Yap Tua v. Yap Ca Kuan


G.R. No. 6845 September 1, 1914


Perfecto Gabriel, representing the petitioner, Yap Tua, presented a petition in the Court of First Instance of the city of Manila, asking that the will of Tomasa Elizaga Yap Caong be admitted to probate. Accompanying said petition and attached thereto was the alleged will of the deceased. The will was signed by the deceased, as well as Anselmo Zacarias, Severo Tabora, and Timoteo Paez.

Gabriel La O, as guardian ad litem of Yap Ca Kuan and Yap Ca Llu, appeared in court and presented a motion in which he alleged that the will which was admitted to probate by order of the court was null, for the following reasons:
(a) Because the same had not been authorized nor signed by the witnesses as the law prescribes.
(b) Because at the time of the execution of the will, the said Tomasa Elizaga Yap Caong was not then mentally capacitated to execute the same, due to her sickness.
(c) Because her signature to the will had been obtained through fraud and illegal influence upon the part of persons who were to receive a benefit from the same, and because the said Tomasa Elizaga Yap Caong had no intention of executing the same.

Allegedly, Tomasa was in another room different from that in which the will was written and the will was not written in the presence of Tomasa.


Whether or not the requirement of having the will signed by the testator in the presence of the witnesses was met


Yes.
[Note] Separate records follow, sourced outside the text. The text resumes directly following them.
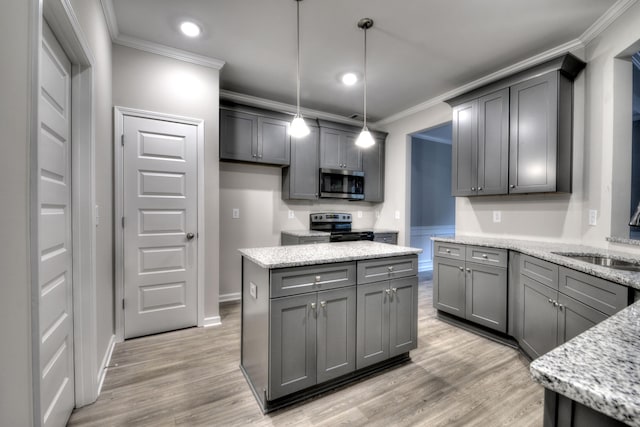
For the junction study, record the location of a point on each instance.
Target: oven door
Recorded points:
(341, 184)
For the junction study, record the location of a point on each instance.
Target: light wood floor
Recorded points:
(191, 378)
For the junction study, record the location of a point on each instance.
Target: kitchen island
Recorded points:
(315, 317)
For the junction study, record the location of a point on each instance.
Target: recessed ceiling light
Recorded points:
(190, 29)
(349, 79)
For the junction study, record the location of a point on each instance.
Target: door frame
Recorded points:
(61, 18)
(118, 132)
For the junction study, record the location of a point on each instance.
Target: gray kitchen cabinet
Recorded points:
(373, 166)
(387, 320)
(386, 237)
(312, 339)
(540, 138)
(253, 137)
(471, 282)
(480, 145)
(300, 181)
(515, 135)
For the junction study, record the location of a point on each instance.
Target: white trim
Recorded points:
(170, 52)
(284, 108)
(110, 17)
(118, 125)
(66, 27)
(106, 359)
(212, 321)
(602, 23)
(234, 296)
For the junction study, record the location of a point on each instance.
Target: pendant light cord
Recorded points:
(298, 56)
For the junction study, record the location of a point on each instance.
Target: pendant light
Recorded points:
(298, 128)
(365, 139)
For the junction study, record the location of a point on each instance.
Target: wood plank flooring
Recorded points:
(191, 378)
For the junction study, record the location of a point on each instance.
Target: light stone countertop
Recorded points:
(323, 253)
(548, 252)
(599, 368)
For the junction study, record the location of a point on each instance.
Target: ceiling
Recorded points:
(417, 49)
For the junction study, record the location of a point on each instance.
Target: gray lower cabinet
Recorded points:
(471, 282)
(387, 316)
(253, 137)
(300, 181)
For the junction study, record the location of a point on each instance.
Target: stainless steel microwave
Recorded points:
(341, 184)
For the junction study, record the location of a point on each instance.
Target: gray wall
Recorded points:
(92, 22)
(15, 328)
(151, 82)
(431, 201)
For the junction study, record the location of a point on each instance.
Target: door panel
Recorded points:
(403, 316)
(160, 202)
(292, 361)
(54, 248)
(373, 324)
(336, 333)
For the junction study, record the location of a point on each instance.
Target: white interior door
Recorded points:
(160, 225)
(54, 248)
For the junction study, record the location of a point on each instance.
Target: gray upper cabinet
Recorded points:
(251, 136)
(301, 180)
(373, 166)
(515, 135)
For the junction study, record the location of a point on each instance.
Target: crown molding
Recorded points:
(282, 107)
(159, 49)
(605, 20)
(512, 69)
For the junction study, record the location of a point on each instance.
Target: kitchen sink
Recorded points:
(604, 261)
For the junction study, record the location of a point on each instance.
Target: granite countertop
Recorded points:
(599, 368)
(548, 251)
(323, 253)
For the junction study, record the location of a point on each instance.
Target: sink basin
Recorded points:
(604, 261)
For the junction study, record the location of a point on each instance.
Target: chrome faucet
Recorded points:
(635, 219)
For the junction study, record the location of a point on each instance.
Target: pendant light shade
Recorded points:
(365, 139)
(298, 128)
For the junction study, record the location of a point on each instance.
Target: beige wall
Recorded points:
(92, 22)
(257, 191)
(15, 329)
(155, 83)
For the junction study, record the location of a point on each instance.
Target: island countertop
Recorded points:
(323, 253)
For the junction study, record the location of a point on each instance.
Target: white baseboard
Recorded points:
(230, 297)
(102, 372)
(212, 321)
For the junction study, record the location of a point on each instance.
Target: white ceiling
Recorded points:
(418, 49)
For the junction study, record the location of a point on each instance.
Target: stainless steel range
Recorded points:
(339, 225)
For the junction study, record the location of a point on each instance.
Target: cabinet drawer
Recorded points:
(605, 296)
(448, 250)
(539, 270)
(298, 280)
(387, 268)
(489, 256)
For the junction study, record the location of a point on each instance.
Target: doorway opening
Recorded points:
(432, 205)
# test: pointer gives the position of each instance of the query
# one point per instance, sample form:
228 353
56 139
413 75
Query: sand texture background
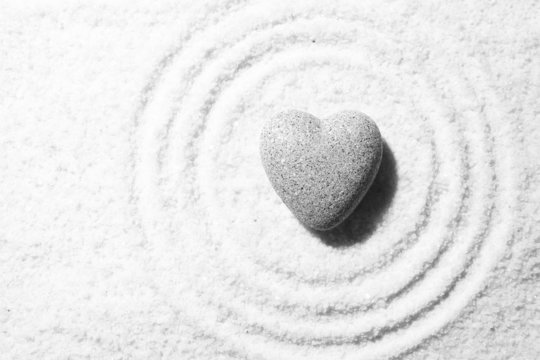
136 221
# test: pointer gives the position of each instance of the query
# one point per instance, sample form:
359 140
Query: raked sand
136 220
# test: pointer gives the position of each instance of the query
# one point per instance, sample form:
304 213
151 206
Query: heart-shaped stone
321 168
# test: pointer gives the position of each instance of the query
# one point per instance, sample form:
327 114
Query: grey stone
321 168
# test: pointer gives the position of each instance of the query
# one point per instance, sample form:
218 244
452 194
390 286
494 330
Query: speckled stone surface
321 168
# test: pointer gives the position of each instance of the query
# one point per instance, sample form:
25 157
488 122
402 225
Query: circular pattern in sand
241 268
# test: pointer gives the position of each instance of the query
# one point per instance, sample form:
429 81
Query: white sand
136 221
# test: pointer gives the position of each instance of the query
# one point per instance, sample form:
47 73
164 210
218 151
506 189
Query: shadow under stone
369 213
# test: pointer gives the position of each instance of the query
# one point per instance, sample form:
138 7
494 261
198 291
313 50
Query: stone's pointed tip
321 168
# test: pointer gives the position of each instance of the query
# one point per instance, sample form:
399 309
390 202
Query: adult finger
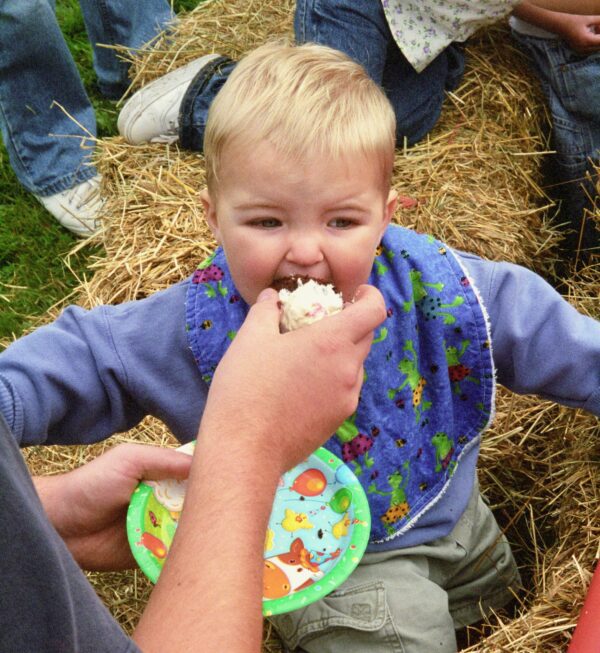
362 316
265 313
147 462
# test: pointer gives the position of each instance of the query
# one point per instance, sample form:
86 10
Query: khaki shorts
412 600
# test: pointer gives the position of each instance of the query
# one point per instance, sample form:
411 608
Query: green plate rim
330 581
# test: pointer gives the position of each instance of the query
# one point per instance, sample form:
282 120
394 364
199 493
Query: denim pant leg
360 29
47 150
196 102
121 22
571 84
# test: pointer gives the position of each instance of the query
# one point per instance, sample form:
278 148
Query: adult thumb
266 311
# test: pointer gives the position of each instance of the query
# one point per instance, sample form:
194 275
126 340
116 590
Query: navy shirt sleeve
541 344
46 602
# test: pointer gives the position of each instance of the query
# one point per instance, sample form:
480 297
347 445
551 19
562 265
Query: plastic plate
318 530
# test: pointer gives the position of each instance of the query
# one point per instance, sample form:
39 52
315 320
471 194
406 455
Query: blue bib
429 378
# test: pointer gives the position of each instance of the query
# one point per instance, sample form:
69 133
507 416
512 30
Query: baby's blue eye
341 223
267 223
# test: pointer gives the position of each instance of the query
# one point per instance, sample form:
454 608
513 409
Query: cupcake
305 300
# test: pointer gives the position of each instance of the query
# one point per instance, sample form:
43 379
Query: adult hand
306 381
88 505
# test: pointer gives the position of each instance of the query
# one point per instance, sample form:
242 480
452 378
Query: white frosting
308 303
170 492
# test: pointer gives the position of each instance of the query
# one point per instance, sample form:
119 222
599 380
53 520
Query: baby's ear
390 207
210 212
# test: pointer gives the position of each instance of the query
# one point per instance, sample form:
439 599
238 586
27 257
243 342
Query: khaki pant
412 600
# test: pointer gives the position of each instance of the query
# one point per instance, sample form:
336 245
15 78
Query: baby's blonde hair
303 100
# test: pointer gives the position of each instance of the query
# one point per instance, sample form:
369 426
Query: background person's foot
77 209
152 113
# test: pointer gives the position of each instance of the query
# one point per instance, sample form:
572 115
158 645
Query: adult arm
541 344
88 505
274 399
581 32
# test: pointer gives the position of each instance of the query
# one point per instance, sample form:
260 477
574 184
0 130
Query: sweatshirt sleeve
541 344
94 373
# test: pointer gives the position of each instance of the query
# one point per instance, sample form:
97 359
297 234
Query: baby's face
275 218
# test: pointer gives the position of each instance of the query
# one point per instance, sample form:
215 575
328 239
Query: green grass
33 246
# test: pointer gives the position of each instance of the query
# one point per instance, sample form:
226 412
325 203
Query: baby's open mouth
291 282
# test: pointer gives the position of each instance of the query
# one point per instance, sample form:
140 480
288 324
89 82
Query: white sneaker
152 113
78 208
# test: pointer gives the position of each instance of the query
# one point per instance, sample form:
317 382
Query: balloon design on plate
318 530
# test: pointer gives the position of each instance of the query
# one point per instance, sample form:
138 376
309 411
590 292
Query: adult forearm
208 597
549 20
588 7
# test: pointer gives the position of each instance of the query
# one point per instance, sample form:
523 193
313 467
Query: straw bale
475 182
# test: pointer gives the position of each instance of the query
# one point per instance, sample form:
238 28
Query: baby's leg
411 600
389 605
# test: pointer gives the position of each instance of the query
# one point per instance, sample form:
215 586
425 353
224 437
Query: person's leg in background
47 121
571 84
174 107
121 22
49 153
360 29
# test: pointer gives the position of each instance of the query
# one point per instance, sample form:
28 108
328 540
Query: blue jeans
47 149
358 28
571 84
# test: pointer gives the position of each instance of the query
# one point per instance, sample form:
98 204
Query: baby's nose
305 250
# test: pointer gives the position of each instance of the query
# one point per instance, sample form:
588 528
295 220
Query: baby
299 151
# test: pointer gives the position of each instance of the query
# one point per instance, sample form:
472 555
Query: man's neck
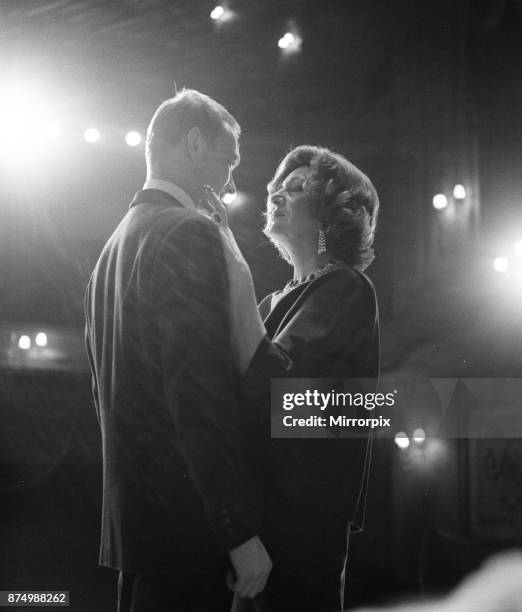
180 181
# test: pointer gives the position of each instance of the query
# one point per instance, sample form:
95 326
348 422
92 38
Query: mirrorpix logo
308 408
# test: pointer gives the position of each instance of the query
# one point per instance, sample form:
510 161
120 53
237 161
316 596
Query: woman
321 216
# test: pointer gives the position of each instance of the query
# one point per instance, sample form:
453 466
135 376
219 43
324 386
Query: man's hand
252 566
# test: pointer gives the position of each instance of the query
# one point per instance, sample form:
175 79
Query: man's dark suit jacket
327 328
175 489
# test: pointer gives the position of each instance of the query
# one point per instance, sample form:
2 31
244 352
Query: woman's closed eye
294 186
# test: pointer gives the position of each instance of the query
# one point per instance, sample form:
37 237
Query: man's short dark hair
189 108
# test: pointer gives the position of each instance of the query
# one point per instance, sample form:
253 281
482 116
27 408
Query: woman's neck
306 263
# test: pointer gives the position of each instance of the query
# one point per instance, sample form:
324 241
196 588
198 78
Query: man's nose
278 200
230 188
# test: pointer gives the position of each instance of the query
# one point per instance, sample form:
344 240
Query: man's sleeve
88 348
189 293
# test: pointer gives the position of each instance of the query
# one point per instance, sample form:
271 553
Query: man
178 506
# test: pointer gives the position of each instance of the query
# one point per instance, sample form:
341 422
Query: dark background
420 95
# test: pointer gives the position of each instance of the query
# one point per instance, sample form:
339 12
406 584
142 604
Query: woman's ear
195 143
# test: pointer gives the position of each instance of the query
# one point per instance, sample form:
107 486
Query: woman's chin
275 229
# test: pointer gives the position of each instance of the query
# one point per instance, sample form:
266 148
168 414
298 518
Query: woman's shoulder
265 305
347 277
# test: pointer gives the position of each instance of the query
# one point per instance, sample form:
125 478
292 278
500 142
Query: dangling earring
321 242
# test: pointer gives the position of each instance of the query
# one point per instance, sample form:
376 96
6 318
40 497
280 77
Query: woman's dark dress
314 488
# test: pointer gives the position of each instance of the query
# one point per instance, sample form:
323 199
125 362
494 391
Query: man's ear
195 143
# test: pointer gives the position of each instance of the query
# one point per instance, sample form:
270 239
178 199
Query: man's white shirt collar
173 190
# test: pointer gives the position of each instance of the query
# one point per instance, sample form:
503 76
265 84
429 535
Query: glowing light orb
501 264
133 139
440 201
217 13
41 339
228 198
24 342
402 440
54 131
290 42
419 435
92 135
459 192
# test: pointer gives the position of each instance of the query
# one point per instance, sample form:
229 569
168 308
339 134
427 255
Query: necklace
292 284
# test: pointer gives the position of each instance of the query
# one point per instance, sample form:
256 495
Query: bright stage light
459 192
41 339
440 201
402 440
133 139
92 135
24 342
217 13
419 435
25 113
228 198
501 264
289 42
54 131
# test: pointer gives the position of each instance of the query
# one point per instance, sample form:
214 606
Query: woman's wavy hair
346 201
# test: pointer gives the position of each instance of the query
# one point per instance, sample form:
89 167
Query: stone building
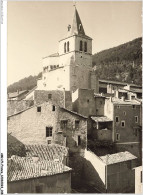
47 124
36 175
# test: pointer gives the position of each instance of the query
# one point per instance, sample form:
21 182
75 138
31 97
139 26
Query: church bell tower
75 54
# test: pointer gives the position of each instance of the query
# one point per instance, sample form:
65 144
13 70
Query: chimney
123 98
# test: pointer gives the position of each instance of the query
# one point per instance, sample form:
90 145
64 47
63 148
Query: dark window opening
49 131
76 124
80 48
39 189
53 108
49 141
117 136
64 124
85 46
79 140
68 46
123 123
49 96
117 119
65 47
80 27
124 113
38 109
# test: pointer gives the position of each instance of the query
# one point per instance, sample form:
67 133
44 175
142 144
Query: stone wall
30 126
14 106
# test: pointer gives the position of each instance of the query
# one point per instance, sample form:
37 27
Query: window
53 108
80 27
68 46
49 96
124 113
80 48
64 124
38 109
49 131
76 124
79 140
133 106
85 46
135 131
117 119
65 47
136 119
117 136
122 123
49 142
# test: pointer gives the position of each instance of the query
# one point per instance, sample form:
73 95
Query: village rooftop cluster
81 133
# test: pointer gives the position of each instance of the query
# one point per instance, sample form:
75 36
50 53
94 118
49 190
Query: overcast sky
34 29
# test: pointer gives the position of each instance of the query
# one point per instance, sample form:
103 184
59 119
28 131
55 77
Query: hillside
121 63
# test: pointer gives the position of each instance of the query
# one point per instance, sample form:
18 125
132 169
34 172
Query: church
71 68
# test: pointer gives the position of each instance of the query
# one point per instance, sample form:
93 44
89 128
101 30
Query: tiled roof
117 157
101 119
16 94
21 168
126 102
48 153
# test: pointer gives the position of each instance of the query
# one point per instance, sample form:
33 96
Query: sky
34 29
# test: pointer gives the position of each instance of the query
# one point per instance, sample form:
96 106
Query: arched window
85 46
68 46
80 46
65 47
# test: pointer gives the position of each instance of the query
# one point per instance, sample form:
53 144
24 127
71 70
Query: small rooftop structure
101 119
117 157
21 168
16 94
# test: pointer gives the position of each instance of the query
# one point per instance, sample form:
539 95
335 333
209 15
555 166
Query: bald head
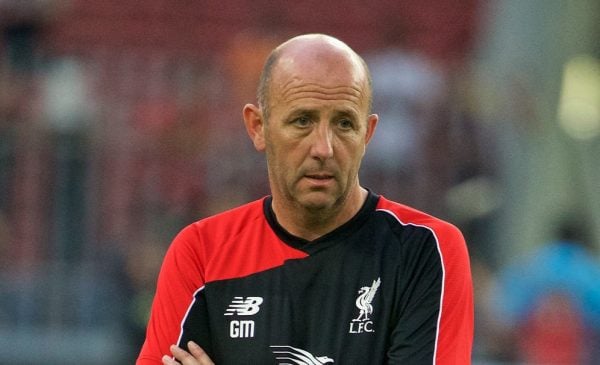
313 55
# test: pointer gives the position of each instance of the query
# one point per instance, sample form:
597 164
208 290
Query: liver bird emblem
363 302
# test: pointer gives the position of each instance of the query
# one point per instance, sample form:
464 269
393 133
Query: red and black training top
390 286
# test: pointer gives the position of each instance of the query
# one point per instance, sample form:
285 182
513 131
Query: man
323 270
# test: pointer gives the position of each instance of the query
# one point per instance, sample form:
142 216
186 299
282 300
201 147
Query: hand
196 356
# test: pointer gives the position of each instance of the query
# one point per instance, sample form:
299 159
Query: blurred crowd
107 150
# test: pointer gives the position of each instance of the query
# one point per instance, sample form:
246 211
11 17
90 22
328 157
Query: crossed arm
196 356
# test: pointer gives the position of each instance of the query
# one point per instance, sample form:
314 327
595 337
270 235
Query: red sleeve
181 275
455 328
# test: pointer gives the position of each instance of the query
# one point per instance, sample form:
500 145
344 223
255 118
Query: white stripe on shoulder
187 313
A plan of the room or rooms in which the will was signed was presented as proof and it was shown that there was but one room; that one part of the room was one or two steps below the floor of the other; that the table on which the witnesses signed the will was located upon the lower floor of the room. It was also shown that from the bed in which Tomasa was lying, it was possible for her to see the table on which the witnesses signed the will. While the rule is absolute that one who makes a will must sign the same in the presence of the witnesses and that the witnesses must sign in the presence of each other, as well as in the presence of the one making the will, yet, nevertheless, the actual seeing of the signatures made is not necessary. It is sufficient if the signatures are made where it is possible for each of the necessary parties if they desire to see, may see the signatures placed upon the will.